Hollywood vs the world: the movie Kirk Douglas called “better than some foreign horseshit”

Even though he was born Issur Danielovitch to Belarussian immigrant parents in the Amsterdam area of New York named after the capital city of the Netherlands, Kirk Douglas seemed to hold absolutely no interest in cinema that existed outside of Hollywood’s borders.

He was a major star who gained fame during a ‘Golden Age’ overflowing with icons, but once he had enough clout, he became his own biggest backer. One of the first names to form their own production company, Douglas dedicated himself to passion projects in between the well-paying studio gigs that maintained a steady income stream, but he was never known as being particularly experimental.

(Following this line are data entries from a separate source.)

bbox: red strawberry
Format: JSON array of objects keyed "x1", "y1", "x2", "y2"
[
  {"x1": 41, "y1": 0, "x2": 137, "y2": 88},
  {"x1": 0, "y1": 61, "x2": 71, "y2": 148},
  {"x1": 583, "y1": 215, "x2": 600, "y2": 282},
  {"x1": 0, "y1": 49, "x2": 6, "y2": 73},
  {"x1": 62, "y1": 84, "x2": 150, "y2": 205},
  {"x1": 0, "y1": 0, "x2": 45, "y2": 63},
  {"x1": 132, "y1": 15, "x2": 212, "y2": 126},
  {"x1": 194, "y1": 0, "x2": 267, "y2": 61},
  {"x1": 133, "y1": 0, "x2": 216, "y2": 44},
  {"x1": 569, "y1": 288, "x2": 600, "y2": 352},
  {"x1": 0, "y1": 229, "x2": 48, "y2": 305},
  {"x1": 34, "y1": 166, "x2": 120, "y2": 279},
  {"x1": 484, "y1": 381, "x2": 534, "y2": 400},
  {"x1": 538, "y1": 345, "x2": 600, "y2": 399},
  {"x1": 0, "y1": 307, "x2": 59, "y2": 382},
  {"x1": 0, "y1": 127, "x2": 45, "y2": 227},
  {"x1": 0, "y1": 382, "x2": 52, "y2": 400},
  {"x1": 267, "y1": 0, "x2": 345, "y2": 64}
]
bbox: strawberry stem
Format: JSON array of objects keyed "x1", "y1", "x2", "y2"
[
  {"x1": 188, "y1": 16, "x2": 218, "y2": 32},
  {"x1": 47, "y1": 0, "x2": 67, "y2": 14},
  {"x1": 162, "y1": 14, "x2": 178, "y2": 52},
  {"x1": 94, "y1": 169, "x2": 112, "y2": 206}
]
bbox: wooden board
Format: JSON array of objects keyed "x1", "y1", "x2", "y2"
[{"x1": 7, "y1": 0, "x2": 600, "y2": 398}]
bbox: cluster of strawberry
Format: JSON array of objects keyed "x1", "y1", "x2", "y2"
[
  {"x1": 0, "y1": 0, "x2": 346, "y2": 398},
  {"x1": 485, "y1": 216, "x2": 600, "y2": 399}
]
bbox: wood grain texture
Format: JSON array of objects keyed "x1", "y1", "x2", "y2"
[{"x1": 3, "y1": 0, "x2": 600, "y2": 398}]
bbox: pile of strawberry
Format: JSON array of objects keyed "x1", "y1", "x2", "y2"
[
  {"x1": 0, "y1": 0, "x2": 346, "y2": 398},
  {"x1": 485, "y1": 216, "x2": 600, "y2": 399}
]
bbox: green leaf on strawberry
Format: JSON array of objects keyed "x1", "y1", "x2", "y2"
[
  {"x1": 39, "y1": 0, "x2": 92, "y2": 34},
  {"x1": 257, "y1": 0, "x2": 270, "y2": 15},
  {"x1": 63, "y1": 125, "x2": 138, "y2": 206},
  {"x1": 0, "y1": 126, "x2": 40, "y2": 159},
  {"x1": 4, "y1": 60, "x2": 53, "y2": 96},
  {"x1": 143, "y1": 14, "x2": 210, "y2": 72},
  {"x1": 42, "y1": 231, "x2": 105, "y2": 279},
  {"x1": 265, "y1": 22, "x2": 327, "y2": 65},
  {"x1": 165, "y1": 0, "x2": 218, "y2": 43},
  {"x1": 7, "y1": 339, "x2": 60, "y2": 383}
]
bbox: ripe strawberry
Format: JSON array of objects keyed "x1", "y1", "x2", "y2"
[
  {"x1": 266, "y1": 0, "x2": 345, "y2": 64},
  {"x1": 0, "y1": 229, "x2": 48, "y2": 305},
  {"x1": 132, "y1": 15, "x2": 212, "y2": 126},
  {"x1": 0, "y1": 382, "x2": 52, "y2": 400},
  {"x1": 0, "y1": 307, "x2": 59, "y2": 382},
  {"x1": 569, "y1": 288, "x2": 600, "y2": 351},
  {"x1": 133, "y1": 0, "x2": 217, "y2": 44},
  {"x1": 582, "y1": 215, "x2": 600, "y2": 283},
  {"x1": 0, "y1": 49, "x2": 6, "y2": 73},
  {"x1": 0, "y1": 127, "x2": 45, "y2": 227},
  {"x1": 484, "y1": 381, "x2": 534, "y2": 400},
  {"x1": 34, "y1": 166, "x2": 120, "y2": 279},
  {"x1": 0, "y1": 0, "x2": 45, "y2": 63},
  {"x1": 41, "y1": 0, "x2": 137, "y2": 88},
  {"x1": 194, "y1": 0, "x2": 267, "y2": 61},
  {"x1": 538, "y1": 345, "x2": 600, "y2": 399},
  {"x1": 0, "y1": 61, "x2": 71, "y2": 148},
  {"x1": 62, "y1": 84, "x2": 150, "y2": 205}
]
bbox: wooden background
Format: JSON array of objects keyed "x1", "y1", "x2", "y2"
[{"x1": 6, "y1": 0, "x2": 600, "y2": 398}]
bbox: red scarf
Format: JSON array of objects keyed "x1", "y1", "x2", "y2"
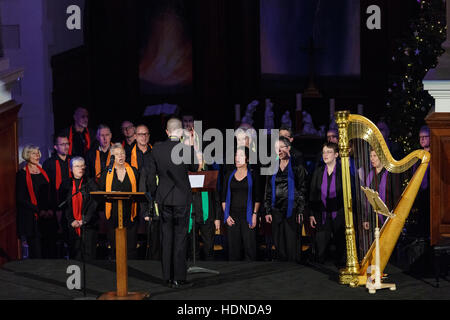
[
  {"x1": 25, "y1": 163, "x2": 50, "y2": 220},
  {"x1": 68, "y1": 126, "x2": 91, "y2": 155},
  {"x1": 55, "y1": 156, "x2": 72, "y2": 191},
  {"x1": 72, "y1": 178, "x2": 83, "y2": 237}
]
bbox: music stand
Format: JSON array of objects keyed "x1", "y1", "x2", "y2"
[
  {"x1": 91, "y1": 191, "x2": 150, "y2": 300},
  {"x1": 187, "y1": 171, "x2": 220, "y2": 275}
]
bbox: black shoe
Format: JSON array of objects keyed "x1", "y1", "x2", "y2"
[{"x1": 171, "y1": 280, "x2": 193, "y2": 289}]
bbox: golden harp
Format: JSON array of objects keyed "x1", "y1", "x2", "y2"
[{"x1": 335, "y1": 111, "x2": 430, "y2": 286}]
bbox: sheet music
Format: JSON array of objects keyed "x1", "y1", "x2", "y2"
[{"x1": 189, "y1": 175, "x2": 205, "y2": 188}]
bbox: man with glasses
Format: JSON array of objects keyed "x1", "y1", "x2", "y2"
[
  {"x1": 43, "y1": 133, "x2": 72, "y2": 258},
  {"x1": 326, "y1": 128, "x2": 339, "y2": 144},
  {"x1": 129, "y1": 125, "x2": 153, "y2": 171},
  {"x1": 121, "y1": 121, "x2": 136, "y2": 161},
  {"x1": 279, "y1": 125, "x2": 305, "y2": 167}
]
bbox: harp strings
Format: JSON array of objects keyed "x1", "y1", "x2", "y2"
[{"x1": 351, "y1": 123, "x2": 378, "y2": 260}]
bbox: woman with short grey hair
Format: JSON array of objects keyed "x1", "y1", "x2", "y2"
[{"x1": 59, "y1": 156, "x2": 99, "y2": 260}]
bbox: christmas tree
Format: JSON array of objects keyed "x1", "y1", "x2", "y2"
[{"x1": 386, "y1": 0, "x2": 446, "y2": 154}]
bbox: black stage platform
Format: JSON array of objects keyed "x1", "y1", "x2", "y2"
[{"x1": 0, "y1": 259, "x2": 449, "y2": 300}]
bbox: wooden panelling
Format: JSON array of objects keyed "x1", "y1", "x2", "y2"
[
  {"x1": 426, "y1": 111, "x2": 450, "y2": 245},
  {"x1": 0, "y1": 100, "x2": 21, "y2": 265}
]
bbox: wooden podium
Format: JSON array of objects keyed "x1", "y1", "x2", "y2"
[{"x1": 91, "y1": 191, "x2": 150, "y2": 300}]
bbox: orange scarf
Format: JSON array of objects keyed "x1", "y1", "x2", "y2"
[
  {"x1": 72, "y1": 178, "x2": 83, "y2": 237},
  {"x1": 130, "y1": 144, "x2": 152, "y2": 169},
  {"x1": 105, "y1": 163, "x2": 137, "y2": 222},
  {"x1": 68, "y1": 126, "x2": 91, "y2": 156},
  {"x1": 95, "y1": 148, "x2": 111, "y2": 179},
  {"x1": 25, "y1": 164, "x2": 50, "y2": 220}
]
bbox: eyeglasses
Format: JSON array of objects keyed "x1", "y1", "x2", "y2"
[
  {"x1": 419, "y1": 135, "x2": 429, "y2": 138},
  {"x1": 72, "y1": 165, "x2": 86, "y2": 169},
  {"x1": 322, "y1": 150, "x2": 335, "y2": 155},
  {"x1": 136, "y1": 133, "x2": 149, "y2": 137}
]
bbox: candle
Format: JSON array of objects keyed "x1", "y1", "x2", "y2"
[
  {"x1": 296, "y1": 93, "x2": 302, "y2": 111},
  {"x1": 357, "y1": 104, "x2": 364, "y2": 115},
  {"x1": 235, "y1": 104, "x2": 241, "y2": 122},
  {"x1": 329, "y1": 98, "x2": 335, "y2": 120}
]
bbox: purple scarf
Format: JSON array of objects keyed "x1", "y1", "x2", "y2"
[
  {"x1": 321, "y1": 165, "x2": 337, "y2": 224},
  {"x1": 366, "y1": 169, "x2": 388, "y2": 224}
]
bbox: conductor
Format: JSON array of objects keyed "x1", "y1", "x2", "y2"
[{"x1": 146, "y1": 118, "x2": 198, "y2": 288}]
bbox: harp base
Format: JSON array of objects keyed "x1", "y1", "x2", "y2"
[
  {"x1": 366, "y1": 280, "x2": 396, "y2": 294},
  {"x1": 338, "y1": 269, "x2": 360, "y2": 287}
]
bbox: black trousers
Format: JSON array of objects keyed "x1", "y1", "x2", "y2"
[
  {"x1": 227, "y1": 215, "x2": 256, "y2": 261},
  {"x1": 271, "y1": 212, "x2": 301, "y2": 262},
  {"x1": 68, "y1": 227, "x2": 97, "y2": 261},
  {"x1": 188, "y1": 218, "x2": 215, "y2": 261},
  {"x1": 39, "y1": 217, "x2": 58, "y2": 258},
  {"x1": 160, "y1": 205, "x2": 190, "y2": 281},
  {"x1": 146, "y1": 219, "x2": 161, "y2": 260},
  {"x1": 314, "y1": 214, "x2": 346, "y2": 264}
]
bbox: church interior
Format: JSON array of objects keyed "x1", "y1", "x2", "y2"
[{"x1": 0, "y1": 0, "x2": 450, "y2": 303}]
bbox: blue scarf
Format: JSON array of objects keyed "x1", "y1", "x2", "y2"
[
  {"x1": 224, "y1": 168, "x2": 253, "y2": 225},
  {"x1": 271, "y1": 159, "x2": 295, "y2": 218}
]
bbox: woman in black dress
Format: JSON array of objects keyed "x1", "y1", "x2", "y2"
[
  {"x1": 60, "y1": 156, "x2": 99, "y2": 260},
  {"x1": 221, "y1": 146, "x2": 261, "y2": 261},
  {"x1": 16, "y1": 145, "x2": 51, "y2": 259},
  {"x1": 98, "y1": 143, "x2": 140, "y2": 259}
]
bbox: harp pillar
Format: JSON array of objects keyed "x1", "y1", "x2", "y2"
[{"x1": 335, "y1": 111, "x2": 361, "y2": 285}]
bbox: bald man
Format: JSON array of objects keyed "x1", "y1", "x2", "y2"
[
  {"x1": 146, "y1": 118, "x2": 198, "y2": 288},
  {"x1": 128, "y1": 124, "x2": 153, "y2": 171},
  {"x1": 62, "y1": 107, "x2": 95, "y2": 158}
]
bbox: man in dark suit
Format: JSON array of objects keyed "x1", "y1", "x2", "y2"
[{"x1": 146, "y1": 118, "x2": 198, "y2": 288}]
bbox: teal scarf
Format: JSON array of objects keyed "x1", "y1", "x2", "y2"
[{"x1": 188, "y1": 192, "x2": 209, "y2": 232}]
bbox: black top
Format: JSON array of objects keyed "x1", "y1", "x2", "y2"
[
  {"x1": 367, "y1": 168, "x2": 400, "y2": 212},
  {"x1": 132, "y1": 144, "x2": 153, "y2": 171},
  {"x1": 264, "y1": 159, "x2": 307, "y2": 217},
  {"x1": 59, "y1": 177, "x2": 99, "y2": 229},
  {"x1": 62, "y1": 126, "x2": 94, "y2": 158},
  {"x1": 309, "y1": 163, "x2": 344, "y2": 222},
  {"x1": 123, "y1": 139, "x2": 136, "y2": 164},
  {"x1": 221, "y1": 168, "x2": 261, "y2": 219},
  {"x1": 85, "y1": 145, "x2": 110, "y2": 179},
  {"x1": 98, "y1": 166, "x2": 140, "y2": 228},
  {"x1": 147, "y1": 139, "x2": 198, "y2": 207},
  {"x1": 16, "y1": 169, "x2": 50, "y2": 237},
  {"x1": 42, "y1": 153, "x2": 71, "y2": 210}
]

The projects he assembled from the ground up were largely dramas that allowed him to play characters the major studios either wouldn’t cast him as or had no interest in making, so while it was commendable that he took charge of his destiny and played an instrumental role in ending the anti-communist blacklist, it’s not as if he was out there dabbling in existentialism.

During the peak of his career in the 1960s, international cinema was overflowing with auteurs who developed a regular habit of propelling the medium forward. Hailing from all over the world, the decade was regularly flush with new works from Ingmar Bergman, Federico Fellini, Akira Kurosawa, and Andrei Tarkovsky, to name just a few, but Douglas only had eyes on America.

Once Dalton Trumbo was welcomed back into the fold as the credited writer of Spartacus, he quickly became one of Douglas’s most trusted creative partners. He performed uncredited rewrites on Town Without Pity—ironically an international co-production—penned the script for The Last Sunset and wrote Lonely Are the Brave.

A modern western rooted in the socio-political ideologies and conflicts of the time, the 1962 film stars Douglas as a Korean War veteran and ranchhand who struggles to find his place in an ever-evolving modern world. After being arrested following a barroom brawl, the protagonist escapes from incarceration and heads for the New Mexico hills, becoming the subject of a statewide manhunt.

Douglas was a huge fan of the movie, even if he refused to be drawn on its meaning. “There was a movie that communicated on all levels,” he told Roger Ebert. “Maybe it was anti-establishment, or maybe it was about a kooky cowboy.” The true answer lay somewhere in the middle, but he was at least unequivocal regarding its superiority over anything hailing from outside America.

“A movie like that is so much better than some foreign horseshit about an actor chewing for 20 minutes,” Douglas suggested, frustratingly failing to mention if he’d actually gained first-hand experience of watching a movie where a character does nothing but chow down for an extended period of time. It was the unrestricted film world of the ’60s, though, so it can’t be ruled out by any stretch.

Rugged hero on horseback fighting against small-town societal oppression? Good. Extended takes of people doing nothing, probably shot in black and white and designed to invoke the mundanities of the human condition that were produced outside the good ol’ US of A? Bad, according to Douglas at least.